The federal government has clarified some regulations that govern the startup nonprofit insurers called Consumer Operated and Oriented Plans (CO-OPs) created under the Affordable Care Act.
More than half of the original 23 of such plans have shut down as they struggled with financial and enrollment issues.
Among the clarifications, reports FierceHealthPayer:
- “Federal regulations require two-thirds of CO-OPs’ policies in any given state to be qualified health plans in order to ensure the program ‘retains its focus on providing competitive, high-quality health plan choices to American consumers in the individual and small group markets.’ But the rest can be dental or vision plans, Medicare Advantage plans, large-group policies or Medicaid Managed Care products.”
- “CO-OPs’ two types of federal loans–start-up loans and solvency loans–are treated differently in terms of repayment. Solvency loans are treated as surplus notes, meaning a CO-OP does not have to repay CMS until a state insurance department determines repayment won’t lead to distress or default. While start-up loans were intended as ‘general obligations to be repaid at a specific time,’ CMS agreed in 2015 to allow CO-OPs to convert these loans into surplus notes on a case-by-case basis to ensure financial flexibility for the CO-OPS.”

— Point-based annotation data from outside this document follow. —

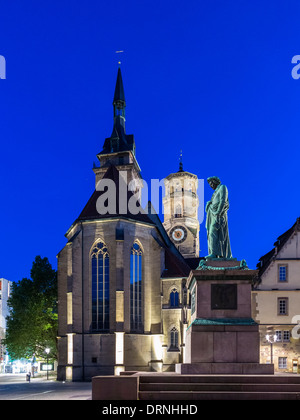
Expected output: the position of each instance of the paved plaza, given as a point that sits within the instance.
(15, 387)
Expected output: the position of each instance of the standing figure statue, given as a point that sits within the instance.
(216, 221)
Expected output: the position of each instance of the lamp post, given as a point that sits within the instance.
(271, 338)
(47, 350)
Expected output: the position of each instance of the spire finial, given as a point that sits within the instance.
(180, 162)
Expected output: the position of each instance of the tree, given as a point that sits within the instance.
(32, 322)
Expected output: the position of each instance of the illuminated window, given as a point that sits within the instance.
(136, 261)
(100, 287)
(282, 273)
(173, 339)
(174, 298)
(282, 306)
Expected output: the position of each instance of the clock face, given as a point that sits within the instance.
(178, 234)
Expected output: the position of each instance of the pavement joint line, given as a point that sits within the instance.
(30, 395)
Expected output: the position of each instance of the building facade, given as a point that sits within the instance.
(122, 300)
(5, 288)
(276, 302)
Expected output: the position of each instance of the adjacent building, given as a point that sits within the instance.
(5, 288)
(276, 302)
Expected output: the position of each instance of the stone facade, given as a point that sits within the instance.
(181, 212)
(275, 302)
(122, 301)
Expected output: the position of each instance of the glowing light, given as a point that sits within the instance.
(119, 348)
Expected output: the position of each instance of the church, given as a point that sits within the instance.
(123, 304)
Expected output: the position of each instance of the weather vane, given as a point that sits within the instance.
(119, 52)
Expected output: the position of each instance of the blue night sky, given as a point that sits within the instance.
(212, 78)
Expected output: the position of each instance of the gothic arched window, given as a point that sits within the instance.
(100, 287)
(174, 298)
(136, 261)
(178, 211)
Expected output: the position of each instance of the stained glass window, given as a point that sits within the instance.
(100, 287)
(136, 261)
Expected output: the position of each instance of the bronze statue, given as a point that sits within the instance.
(216, 221)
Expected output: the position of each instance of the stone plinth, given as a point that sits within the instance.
(222, 337)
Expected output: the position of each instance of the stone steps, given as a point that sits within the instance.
(223, 387)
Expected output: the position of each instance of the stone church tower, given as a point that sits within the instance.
(122, 300)
(181, 211)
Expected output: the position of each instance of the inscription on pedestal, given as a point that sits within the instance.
(223, 296)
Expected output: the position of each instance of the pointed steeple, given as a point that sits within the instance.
(119, 102)
(119, 141)
(180, 162)
(119, 89)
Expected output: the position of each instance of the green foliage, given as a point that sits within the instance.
(32, 323)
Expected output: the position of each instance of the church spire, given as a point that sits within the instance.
(119, 102)
(119, 141)
(180, 162)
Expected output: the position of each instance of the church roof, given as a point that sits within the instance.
(119, 141)
(119, 89)
(175, 265)
(266, 259)
(90, 211)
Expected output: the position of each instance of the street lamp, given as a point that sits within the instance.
(47, 350)
(271, 338)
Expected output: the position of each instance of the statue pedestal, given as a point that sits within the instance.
(222, 338)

- “CMS will evaluate on a case-by-case basis when a CO-OP’s risk-based capital level falls below 500 percent, determining whether it should be placed on a corrective action plan or if it is considered to be in default. This policy allows CO-OPs to more easily manage changes in their business operations….”
- CO-OP board members can’t now represent a pre-existing insurer or a state government, but CMS is exploring ways “to help diversify board membership without losing the member-run nature of the CO-OP program.”